Sit down. Sit down! SIT! DOWN! But the child didn’t sit down in the buggy.
I’m not doing this today. But clearly, she was.
I’M GOING TO SLAP YOU! And thankfully, she didn’t. At least – not at that moment.
This went on constantly for more than 3 minutes within earshot. Every harsh sentence made my stomach turn, and I was more than ready to leave that area of the store when the mother finally wheeled her kids somewhere else, still yelling at them. The worst part was that when I caught a glimpse of the two girls in the cart, the one she was yelling at appeared to be about 12 months old.
I think every parent has been at this breaking point. I have. It’s that point when Mommy is the one who really needs the time out. And every parent at some time will say or even threaten things which they wish they could take back. There’s grace for that, thanks be to God.
But what about me, the fellow shopper? I really wanted to approach this woman and say, “Look. I get it. I’ve been there — even just last week. Can I carry your baby around and we’ll walk together? Can I push the girls in another cart behind you? Can I pray with you here in aisle 19?” But I didn’t approach her. I pretended not to notice her, because that seems to be the thing to do. Just ignore. Just keep to yourself, because it’s not your business.
But it is my business. I am in the business of advocating for kids, and I am so tired of intentionally ignoring moms who are clearly struggling with the fundamentals of every day parenting. Every parent has a bad day, but there are moms out there who are experiencing every day as a rollercoaster that just left the tracks. Everyone is screaming, and someone’s going to get hurt. Somewhere in the chaos, they become confused and start pushing everyone out instead of trying to keep everyone on board. Mom is only fighting for her own survival.
In my work as a public school teacher, I’ve seen the effects of this far more than I ever want to see.

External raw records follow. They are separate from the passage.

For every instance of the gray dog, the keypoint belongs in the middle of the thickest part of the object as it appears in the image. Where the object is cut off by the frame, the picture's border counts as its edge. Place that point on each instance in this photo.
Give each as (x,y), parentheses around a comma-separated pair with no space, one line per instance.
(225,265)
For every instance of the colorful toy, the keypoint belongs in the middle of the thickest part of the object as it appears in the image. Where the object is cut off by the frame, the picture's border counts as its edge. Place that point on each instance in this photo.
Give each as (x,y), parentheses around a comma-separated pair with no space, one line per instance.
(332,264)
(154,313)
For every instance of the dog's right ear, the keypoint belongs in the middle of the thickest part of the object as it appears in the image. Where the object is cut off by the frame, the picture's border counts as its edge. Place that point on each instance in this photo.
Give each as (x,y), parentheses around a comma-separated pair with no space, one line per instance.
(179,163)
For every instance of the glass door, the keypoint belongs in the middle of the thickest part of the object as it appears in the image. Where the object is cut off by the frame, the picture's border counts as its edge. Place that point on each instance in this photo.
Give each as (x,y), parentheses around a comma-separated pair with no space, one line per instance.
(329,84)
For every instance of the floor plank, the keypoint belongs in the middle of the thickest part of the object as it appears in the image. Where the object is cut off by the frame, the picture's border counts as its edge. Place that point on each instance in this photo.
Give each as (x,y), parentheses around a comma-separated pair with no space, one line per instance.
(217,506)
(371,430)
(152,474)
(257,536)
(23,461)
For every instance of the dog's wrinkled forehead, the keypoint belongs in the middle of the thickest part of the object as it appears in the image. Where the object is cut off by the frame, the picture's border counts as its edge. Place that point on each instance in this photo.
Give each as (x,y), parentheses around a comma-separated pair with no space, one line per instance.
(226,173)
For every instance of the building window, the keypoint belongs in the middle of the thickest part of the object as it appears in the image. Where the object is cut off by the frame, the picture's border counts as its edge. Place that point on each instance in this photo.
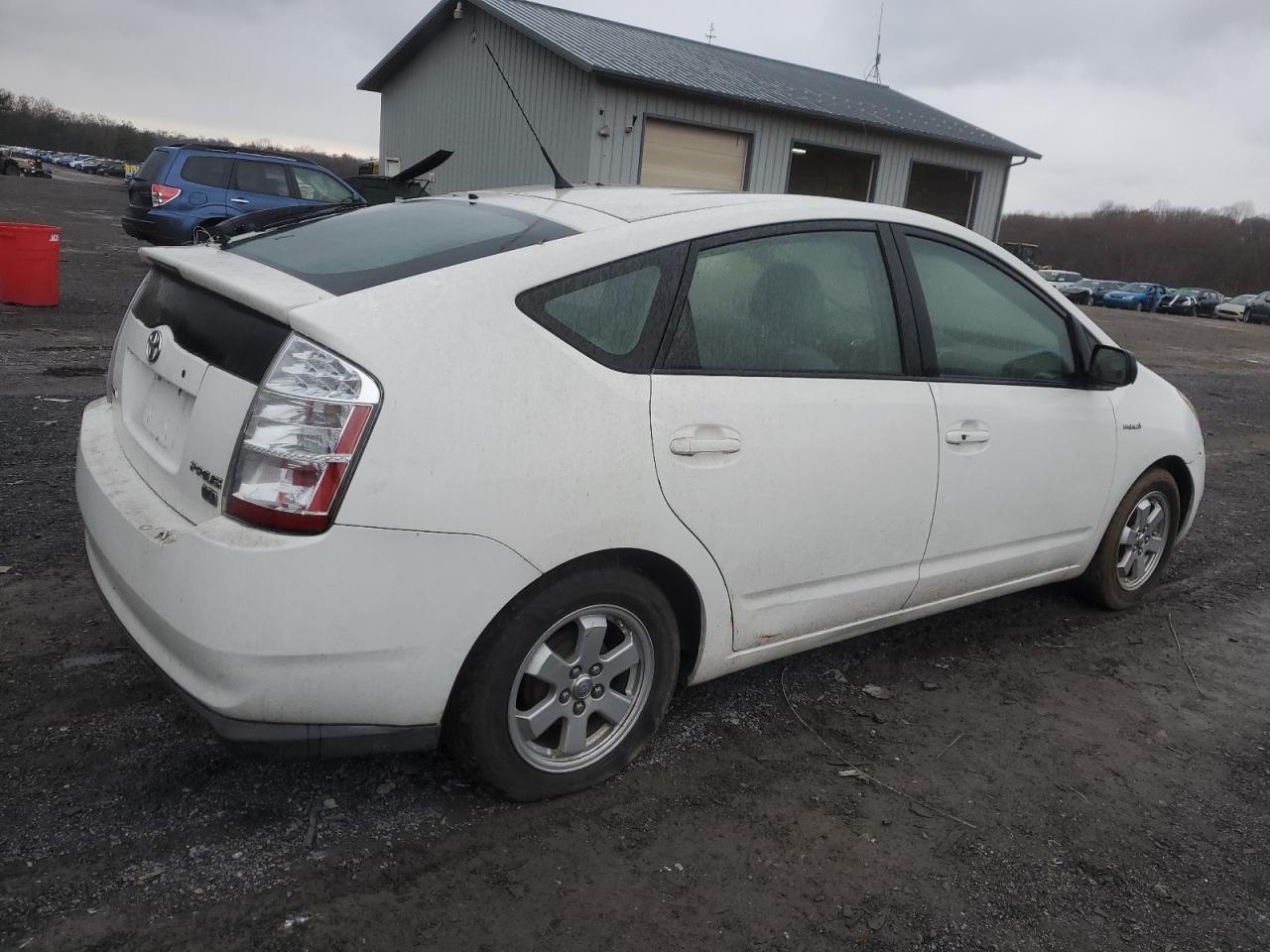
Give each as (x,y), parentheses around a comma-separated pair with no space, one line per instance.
(833,173)
(943,190)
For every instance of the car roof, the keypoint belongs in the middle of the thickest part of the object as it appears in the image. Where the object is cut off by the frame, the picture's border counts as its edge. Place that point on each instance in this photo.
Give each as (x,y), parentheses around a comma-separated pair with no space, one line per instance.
(629,202)
(634,203)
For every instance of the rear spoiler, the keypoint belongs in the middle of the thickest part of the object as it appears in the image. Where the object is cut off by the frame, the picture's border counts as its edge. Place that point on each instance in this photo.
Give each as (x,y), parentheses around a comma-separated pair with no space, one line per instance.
(423,167)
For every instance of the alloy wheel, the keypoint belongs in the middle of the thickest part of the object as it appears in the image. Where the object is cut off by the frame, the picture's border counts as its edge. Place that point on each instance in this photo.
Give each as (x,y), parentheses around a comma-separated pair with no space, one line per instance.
(1142,540)
(580,688)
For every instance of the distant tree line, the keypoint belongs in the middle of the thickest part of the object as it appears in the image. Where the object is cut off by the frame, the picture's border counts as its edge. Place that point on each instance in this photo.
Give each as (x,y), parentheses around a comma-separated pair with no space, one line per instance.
(1227,249)
(39,123)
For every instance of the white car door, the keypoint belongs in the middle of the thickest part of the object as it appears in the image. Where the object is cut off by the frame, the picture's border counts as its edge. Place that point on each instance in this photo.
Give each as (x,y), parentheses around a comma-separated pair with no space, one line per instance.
(1026,452)
(784,433)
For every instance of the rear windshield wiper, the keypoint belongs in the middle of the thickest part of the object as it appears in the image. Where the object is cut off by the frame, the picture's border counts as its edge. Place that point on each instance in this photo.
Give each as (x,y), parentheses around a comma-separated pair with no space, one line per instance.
(276,218)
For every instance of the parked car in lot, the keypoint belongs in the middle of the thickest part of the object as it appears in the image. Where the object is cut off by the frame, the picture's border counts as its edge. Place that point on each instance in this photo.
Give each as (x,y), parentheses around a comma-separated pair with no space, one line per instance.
(1087,291)
(1257,309)
(185,189)
(508,468)
(1102,287)
(1069,284)
(1135,296)
(1194,302)
(1234,308)
(1058,277)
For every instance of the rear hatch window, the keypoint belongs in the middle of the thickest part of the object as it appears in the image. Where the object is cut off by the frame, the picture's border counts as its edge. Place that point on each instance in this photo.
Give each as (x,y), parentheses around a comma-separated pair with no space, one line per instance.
(386,243)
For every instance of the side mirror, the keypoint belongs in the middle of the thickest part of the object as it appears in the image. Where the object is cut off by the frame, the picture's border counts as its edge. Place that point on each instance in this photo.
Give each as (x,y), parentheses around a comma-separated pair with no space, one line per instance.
(1110,367)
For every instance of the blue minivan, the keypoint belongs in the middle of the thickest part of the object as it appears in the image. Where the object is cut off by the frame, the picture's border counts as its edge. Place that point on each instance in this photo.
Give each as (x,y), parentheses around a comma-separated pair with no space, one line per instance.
(185,189)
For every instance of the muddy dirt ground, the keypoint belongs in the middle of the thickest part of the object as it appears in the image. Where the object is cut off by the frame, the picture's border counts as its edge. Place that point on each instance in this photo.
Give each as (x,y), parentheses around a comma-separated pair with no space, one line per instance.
(1103,802)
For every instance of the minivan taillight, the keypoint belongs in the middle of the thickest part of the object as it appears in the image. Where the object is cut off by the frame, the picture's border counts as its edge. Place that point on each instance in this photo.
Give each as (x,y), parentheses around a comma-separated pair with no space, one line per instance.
(163,194)
(304,430)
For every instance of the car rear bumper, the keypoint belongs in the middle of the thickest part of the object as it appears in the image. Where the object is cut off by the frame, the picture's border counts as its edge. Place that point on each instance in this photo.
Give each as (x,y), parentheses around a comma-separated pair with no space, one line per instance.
(334,644)
(155,226)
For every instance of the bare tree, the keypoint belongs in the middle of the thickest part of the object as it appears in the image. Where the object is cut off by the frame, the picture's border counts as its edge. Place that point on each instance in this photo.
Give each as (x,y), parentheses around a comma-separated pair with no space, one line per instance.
(1225,249)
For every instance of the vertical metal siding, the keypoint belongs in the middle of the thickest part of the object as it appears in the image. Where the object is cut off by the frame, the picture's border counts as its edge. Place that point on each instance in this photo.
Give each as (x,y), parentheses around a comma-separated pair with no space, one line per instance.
(451,96)
(615,160)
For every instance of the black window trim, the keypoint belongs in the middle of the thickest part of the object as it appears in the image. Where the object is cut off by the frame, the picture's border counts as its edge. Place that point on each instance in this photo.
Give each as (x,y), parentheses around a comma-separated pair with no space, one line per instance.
(640,358)
(899,294)
(1080,343)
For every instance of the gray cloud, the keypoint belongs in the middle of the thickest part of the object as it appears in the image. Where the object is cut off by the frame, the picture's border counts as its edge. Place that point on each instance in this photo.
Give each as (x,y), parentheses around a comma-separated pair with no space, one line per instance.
(1130,100)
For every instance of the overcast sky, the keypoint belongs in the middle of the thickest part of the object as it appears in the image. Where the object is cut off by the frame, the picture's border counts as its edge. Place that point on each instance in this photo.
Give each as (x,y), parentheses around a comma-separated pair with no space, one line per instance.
(1130,100)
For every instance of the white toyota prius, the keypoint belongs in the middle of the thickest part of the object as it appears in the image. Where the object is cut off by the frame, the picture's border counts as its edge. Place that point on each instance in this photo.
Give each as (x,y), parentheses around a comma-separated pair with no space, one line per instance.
(506,468)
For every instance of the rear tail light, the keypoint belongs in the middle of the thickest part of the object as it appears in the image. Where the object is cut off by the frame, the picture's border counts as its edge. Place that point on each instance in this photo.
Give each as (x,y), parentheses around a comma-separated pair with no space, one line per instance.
(163,194)
(304,430)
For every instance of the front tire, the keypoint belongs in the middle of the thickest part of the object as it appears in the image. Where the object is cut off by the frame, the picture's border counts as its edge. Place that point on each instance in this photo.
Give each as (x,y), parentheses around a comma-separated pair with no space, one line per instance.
(1137,544)
(566,685)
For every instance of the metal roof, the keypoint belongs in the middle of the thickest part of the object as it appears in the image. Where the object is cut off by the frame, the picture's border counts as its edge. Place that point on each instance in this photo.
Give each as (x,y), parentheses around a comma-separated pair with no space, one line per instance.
(638,55)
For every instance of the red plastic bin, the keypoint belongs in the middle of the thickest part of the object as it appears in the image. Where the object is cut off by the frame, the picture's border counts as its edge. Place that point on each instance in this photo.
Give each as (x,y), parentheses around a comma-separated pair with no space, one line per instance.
(28,264)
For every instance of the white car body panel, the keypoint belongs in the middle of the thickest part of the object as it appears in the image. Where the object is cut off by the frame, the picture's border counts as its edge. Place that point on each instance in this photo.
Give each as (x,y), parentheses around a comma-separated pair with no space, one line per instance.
(1028,499)
(371,612)
(502,453)
(821,518)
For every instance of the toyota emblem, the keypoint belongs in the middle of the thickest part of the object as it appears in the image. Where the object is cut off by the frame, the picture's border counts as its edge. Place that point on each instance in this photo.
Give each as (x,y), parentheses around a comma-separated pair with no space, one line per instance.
(153,345)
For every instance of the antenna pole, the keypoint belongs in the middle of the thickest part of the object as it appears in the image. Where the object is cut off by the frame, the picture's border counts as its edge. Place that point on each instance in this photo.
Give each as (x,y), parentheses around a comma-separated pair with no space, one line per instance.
(874,73)
(562,181)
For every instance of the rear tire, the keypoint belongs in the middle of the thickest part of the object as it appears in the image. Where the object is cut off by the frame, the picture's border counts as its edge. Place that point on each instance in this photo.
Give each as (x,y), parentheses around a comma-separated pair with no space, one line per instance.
(535,714)
(1137,543)
(202,232)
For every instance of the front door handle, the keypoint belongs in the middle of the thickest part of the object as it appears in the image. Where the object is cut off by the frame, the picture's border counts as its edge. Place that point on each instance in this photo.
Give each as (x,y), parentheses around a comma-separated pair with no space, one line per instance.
(693,445)
(959,436)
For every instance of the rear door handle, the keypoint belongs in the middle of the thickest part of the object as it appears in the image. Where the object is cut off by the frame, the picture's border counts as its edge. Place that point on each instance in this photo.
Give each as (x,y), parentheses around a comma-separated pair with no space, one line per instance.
(693,445)
(959,436)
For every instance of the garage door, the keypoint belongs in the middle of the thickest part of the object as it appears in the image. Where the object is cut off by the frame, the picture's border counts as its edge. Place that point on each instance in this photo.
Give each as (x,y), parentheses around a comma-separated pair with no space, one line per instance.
(693,157)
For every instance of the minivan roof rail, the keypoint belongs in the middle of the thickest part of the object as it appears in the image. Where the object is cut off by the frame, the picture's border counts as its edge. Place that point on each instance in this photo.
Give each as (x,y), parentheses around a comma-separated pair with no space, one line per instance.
(216,148)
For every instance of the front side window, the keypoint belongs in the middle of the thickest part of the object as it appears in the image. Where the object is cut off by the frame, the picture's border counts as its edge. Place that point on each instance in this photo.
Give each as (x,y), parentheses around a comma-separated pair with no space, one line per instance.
(807,302)
(320,186)
(987,324)
(261,178)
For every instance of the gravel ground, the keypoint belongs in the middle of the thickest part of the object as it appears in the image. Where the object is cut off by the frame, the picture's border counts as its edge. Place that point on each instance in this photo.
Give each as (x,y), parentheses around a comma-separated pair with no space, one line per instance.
(1101,801)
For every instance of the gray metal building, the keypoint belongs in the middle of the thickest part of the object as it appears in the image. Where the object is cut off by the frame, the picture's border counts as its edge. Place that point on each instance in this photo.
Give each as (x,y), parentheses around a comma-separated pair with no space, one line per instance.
(619,104)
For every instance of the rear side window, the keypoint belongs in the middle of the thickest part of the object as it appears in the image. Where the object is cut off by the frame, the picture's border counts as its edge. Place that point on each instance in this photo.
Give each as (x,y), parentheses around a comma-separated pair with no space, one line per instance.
(320,186)
(262,178)
(153,164)
(615,313)
(985,324)
(375,245)
(803,302)
(207,171)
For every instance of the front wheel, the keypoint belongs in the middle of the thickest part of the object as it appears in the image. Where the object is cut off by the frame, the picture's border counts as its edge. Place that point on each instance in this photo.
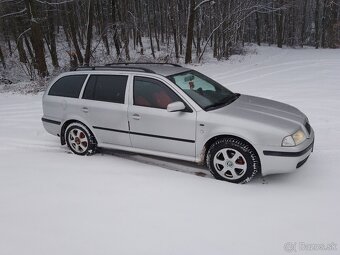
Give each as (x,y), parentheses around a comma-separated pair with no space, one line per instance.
(233,160)
(80,140)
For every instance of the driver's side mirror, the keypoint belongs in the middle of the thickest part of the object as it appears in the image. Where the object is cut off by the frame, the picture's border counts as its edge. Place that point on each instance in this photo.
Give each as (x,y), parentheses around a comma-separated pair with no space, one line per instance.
(175,107)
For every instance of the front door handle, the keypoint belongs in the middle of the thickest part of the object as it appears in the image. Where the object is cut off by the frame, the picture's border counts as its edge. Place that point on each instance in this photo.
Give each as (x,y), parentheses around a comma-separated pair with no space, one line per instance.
(136,116)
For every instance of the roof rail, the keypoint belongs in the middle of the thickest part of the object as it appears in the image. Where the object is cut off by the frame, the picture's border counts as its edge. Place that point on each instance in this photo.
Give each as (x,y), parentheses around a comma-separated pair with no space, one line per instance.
(142,63)
(116,68)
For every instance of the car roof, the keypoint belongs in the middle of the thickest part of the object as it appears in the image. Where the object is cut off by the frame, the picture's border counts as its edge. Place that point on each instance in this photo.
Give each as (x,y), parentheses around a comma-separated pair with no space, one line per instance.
(164,69)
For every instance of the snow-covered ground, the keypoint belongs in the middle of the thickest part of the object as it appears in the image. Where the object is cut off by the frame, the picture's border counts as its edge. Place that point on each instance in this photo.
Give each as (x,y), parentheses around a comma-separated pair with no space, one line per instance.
(54,202)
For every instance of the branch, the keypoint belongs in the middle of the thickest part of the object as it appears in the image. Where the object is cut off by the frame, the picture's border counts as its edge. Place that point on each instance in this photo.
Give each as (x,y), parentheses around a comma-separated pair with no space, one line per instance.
(58,3)
(203,2)
(13,13)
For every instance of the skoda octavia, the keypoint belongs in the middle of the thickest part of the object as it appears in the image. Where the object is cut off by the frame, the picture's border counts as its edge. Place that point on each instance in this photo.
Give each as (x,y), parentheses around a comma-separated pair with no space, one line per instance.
(171,111)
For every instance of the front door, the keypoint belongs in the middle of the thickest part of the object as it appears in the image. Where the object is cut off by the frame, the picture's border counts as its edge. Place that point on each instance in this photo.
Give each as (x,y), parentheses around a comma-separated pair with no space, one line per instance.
(152,127)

I’m not interested in a blame game. The reasons that some parents become monster-versions of themselves are vast and varied. What I’m interested in is finding a way to reach out to people who feel hopeless and
say show them, “It can get better.”
In some cases, I think folks need a little experiential education. Perhaps the mom I described above just hasn’t seen the gentle way someone might pick up a crying toddler and talk to them about everything they’re seeing in the store. Maybe that mom was only yelled at by her own parents. Perhaps that mom has been implicitly told that immediate obedience is paramount in bringing up babies and that anything should be done to enforce it from day 1. (And we hope instead that this just happened to be the one day we caught her outside of her norm.)
But maybe more often, parents become so overwhelmed with the task they’ve been assigned that they’re simply too tired to control themselves any longer. Insecurity and exhaustion pour gasoline on the normal frustrations of parenthood, and a fiery rage takes over. (Full front page shout out to the single parents who are getting it done. I don’t know how you do it. It overwhelms me just thinking about it.)
I think it sucks that in the name of being polite, we are supposed to pretend this isn’t happening. What about the kids?
I’m praying about how I can extend a hand without making people feel judged. Because yes, I do judge that some types of parental behavior are unacceptable, but I don’t judge that having bad days makes you invaluable. Otherwise, I’d have to count myself out of the game, too.